The flatten attribute on a function tells the compiler to recursively
inline all calls within it. The DFS entryoint _M_dfs, now that it's
non-recursive, is a good candidate for this attribute because its
implementation spans multiple subroutines that are only called from
_M_dfs, and so should obviously be inlined, but the compiler doesn't
know this (specifically it doesn't know that the subroutines are used
in the same way by every TU).
We could instead annotate each of its subroutines with always_inline,
but this forces the function to get inlined even with -O0, which we
don't really want here, whereas flatten only has an effect when
compiling with optimizations AFAICT. It also has the benefit of
inlining all the repetitive std::vector operations which themselves
are quite hot.
So this patch adds flatten to _M_dfs.
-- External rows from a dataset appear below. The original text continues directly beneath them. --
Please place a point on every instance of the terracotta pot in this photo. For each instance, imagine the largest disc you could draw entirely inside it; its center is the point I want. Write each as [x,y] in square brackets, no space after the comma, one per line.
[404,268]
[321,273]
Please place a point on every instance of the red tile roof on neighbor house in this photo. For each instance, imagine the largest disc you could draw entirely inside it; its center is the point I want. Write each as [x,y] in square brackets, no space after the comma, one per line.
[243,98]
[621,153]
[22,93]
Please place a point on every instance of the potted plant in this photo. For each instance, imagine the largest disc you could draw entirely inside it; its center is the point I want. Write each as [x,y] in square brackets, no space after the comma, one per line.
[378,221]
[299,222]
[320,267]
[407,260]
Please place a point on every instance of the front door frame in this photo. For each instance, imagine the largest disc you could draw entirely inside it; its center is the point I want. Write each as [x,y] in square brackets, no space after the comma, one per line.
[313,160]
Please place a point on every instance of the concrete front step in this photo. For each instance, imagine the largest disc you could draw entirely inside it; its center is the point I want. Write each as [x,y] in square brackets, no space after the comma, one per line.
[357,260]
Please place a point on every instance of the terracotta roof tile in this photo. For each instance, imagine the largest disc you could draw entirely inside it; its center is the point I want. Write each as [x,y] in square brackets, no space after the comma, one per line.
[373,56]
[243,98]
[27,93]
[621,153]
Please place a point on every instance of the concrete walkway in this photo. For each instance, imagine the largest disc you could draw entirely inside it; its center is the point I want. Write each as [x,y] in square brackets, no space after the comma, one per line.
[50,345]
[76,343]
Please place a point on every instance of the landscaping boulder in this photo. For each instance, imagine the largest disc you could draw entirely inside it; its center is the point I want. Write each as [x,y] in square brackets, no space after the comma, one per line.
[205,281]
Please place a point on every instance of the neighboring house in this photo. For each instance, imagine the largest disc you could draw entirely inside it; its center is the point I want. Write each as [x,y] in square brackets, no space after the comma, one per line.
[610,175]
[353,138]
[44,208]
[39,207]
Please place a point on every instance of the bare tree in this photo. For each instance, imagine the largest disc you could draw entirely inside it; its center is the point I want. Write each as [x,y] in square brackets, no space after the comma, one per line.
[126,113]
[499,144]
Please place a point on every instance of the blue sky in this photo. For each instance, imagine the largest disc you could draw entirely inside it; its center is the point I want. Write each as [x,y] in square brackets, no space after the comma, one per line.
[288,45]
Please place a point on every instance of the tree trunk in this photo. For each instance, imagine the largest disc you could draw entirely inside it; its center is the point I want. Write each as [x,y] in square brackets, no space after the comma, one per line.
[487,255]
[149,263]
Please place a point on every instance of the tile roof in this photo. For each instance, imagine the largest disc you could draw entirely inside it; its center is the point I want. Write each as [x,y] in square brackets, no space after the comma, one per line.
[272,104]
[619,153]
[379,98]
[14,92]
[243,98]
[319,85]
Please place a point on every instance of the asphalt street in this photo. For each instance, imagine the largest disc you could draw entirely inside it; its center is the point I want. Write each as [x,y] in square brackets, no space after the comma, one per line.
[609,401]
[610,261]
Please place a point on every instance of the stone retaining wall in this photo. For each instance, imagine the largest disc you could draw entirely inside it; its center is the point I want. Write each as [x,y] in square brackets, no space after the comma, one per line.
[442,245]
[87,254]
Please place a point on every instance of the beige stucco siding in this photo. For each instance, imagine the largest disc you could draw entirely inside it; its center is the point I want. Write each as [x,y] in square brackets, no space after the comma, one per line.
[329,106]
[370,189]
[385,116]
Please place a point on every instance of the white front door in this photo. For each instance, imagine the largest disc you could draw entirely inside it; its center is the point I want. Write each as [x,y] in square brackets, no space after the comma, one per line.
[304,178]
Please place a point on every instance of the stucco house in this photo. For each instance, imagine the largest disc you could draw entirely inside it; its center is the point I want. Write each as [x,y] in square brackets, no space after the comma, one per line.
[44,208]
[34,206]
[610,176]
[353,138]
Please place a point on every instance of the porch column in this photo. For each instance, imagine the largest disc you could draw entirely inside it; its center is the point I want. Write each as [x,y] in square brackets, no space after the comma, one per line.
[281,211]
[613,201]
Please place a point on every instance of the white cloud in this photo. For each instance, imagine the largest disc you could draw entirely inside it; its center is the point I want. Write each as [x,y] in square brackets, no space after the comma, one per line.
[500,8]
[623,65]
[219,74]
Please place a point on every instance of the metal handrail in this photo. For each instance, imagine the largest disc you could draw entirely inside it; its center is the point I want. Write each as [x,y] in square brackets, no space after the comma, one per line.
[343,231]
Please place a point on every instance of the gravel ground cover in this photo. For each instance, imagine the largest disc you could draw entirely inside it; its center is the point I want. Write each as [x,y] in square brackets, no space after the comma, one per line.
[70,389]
For the microbenchmark
for (int i = 0; i < 10000; i++)
std::regex_match(std::string(200, 'a'), std::regex("(a|b|c)*"));
(with both regex_match and _M_dfs additionally marked noinline to
prevent overfitting) this reduces run time by 50% and code size by 15%
with -O2. With -Os, run time is reduced by 30% and code size by 20%.
(The main potential downside of flatten, as I understand it, is increased
code size but here we get overall smaller code since the aggressive
inlining exposes further simplifications.)
libstdc++-v3/ChangeLog:
* include/bits/regex_executor.tcc (__detail::_Executor:_M_dfs):
Add [[gnu::flatten]] attribute.
---
libstdc++-v3/include/bits/regex_executor.tcc | 1 +
1 file changed, 1 insertion(+)
diff --git a/libstdc++-v3/include/bits/regex_executor.tcc
b/libstdc++-v3/include/bits/regex_executor.tcc
index 0d45c2b963a5..b0238945afb7 100644
--- a/libstdc++-v3/include/bits/regex_executor.tcc
+++ b/libstdc++-v3/include/bits/regex_executor.tcc
@@ -604,6 +604,7 @@ _GLIBCXX_BEGIN_INLINE_ABI_NAMESPACE(_V2)
template<typename _BiIter, typename _Alloc, typename _TraitsT,
bool __dfs_mode>
+ [[__gnu__::__flatten__]]
void _Executor<_BiIter, _Alloc, _TraitsT, __dfs_mode>::
_M_dfs(_Match_mode __match_mode, _StateIdT __start)
{
--
2.53.0.rc1.65.gea24e2c554